The ACES animals for retail are sometimes used by meat science students for study and research. However, the animals are still federally inspected by an in-house inspector who oversees the entire production and slaughtering process, said Chuck Stites, meat science research scientist and room manager.

The slaughtering process is approved and humane, Stites said. The meat would not be sold if it were not safe to eat, he added.

“Anything that is going to go through our process is going to be something that is able to be used for food,” Stites said, adding that every room in the facility is also thoroughly cleansed.

Workers clean the rooms daily before and after each use, Stites said. The facility, which includes a lecture hall, classrooms, cutting room, kill floor and the salesroom, barely gives away its slaughtering secrets.

Like the salesroom employees, many of the workers assigned to the cleaning tasks are ACES students who work in the lab for hands on experience with meat science and production, Stites said.

The 20,000 square foot building houses over six dozen Animal Science classes. Students usually follow animals from the time they are nursed and raised on local and campus farms through the slaughtering process. They learn how to grade and raise the livestock, and use them as educational purposes. The animals are not for any experiments that may make produced meat unapproved for eating, Stites said.

Plomin said customers are receiving meat that is fresher and safer than commercially produced meat. Their products are sold at competitive prices.

“On the average, if you were to buy all of your meat here, you’d probably save a little bit of money,” Sites said. “The thing that you’re going to get is a higher quality of product and you’re going to get a fresher product.”
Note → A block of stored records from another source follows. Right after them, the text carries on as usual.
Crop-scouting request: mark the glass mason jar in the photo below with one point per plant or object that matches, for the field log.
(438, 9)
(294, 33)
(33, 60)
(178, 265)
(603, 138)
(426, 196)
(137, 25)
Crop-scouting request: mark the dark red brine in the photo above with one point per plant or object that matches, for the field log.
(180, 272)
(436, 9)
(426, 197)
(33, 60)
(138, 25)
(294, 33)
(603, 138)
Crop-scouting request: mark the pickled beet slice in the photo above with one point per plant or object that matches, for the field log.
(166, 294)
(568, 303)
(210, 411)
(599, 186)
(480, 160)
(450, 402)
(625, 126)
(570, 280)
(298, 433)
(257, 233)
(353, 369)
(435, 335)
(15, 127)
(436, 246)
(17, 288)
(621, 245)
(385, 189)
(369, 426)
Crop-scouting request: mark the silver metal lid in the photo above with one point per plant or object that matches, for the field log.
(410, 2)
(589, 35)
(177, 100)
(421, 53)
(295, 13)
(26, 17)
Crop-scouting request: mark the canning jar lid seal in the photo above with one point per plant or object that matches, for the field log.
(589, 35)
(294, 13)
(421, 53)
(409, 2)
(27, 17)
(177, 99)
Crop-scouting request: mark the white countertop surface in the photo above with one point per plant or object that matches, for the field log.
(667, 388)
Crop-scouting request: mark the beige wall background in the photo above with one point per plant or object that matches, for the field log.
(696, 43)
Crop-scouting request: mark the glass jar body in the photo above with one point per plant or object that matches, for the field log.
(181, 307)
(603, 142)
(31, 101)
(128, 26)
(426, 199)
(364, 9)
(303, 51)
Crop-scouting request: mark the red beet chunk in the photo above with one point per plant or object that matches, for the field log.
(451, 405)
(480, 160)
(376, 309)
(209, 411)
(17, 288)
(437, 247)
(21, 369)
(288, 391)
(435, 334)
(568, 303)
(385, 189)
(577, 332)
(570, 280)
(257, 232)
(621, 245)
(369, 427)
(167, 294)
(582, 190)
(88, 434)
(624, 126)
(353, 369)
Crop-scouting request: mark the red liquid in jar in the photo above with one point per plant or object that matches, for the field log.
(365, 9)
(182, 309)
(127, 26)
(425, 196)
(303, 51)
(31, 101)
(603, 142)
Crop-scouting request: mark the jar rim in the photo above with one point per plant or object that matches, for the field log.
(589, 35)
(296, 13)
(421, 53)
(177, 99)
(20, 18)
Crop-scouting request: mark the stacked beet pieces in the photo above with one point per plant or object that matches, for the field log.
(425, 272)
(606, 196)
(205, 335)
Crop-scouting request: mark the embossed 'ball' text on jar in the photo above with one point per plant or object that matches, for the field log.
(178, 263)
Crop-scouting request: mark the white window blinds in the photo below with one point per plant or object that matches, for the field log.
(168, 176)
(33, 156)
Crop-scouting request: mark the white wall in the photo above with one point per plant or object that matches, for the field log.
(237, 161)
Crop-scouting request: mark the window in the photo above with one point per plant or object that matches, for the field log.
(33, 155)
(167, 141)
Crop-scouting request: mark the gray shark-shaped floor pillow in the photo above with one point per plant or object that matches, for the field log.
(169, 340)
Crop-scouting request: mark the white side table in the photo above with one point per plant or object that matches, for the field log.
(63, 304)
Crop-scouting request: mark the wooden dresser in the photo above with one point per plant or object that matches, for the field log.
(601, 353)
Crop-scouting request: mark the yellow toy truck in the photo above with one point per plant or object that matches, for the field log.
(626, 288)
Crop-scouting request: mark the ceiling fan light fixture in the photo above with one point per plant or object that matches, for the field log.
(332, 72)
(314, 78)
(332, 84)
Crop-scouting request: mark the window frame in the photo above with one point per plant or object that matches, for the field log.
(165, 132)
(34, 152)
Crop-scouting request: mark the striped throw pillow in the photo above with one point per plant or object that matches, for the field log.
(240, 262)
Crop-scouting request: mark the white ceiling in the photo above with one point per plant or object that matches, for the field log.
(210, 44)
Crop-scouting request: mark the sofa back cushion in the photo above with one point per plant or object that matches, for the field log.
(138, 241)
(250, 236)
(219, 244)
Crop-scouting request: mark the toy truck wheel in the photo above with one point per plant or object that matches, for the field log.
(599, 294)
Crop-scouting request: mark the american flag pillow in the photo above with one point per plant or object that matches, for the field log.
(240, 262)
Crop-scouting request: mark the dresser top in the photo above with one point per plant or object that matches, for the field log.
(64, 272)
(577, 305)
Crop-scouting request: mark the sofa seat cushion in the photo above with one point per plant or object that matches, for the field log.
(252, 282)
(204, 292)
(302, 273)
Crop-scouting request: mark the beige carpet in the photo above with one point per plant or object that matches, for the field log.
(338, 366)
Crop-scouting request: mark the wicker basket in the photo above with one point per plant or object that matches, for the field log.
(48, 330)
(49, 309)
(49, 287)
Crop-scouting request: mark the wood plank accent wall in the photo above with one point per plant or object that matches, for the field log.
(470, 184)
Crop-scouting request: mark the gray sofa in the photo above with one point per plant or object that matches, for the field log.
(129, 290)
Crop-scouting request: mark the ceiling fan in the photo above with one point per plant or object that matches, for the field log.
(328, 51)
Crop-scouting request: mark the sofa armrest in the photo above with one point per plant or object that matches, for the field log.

So how does the University’s meat compare to those of supermarkets?

In the salesroom, two dozen brown eggs are $5 while cuts of spare ribs, sausages, bratwursts and tenderloin range from $2.39 to $3.99 by the pound. Other items on the menu include ground pork, bacon, brisket and jerky all under $2. Aged beef and meat older than three days are moved to the store’s freezer, but are also sold frozen. Prices and availability vary. Updates are sent to customers who sign up to the store’s mailing list. Plomin said it is worth it.

“It’s really fresh,” said Plomin. “The meat here; you know where it’s from and you know when it’s killed and with supermarket stuff, you don’t know how long it’s been sitting out for.”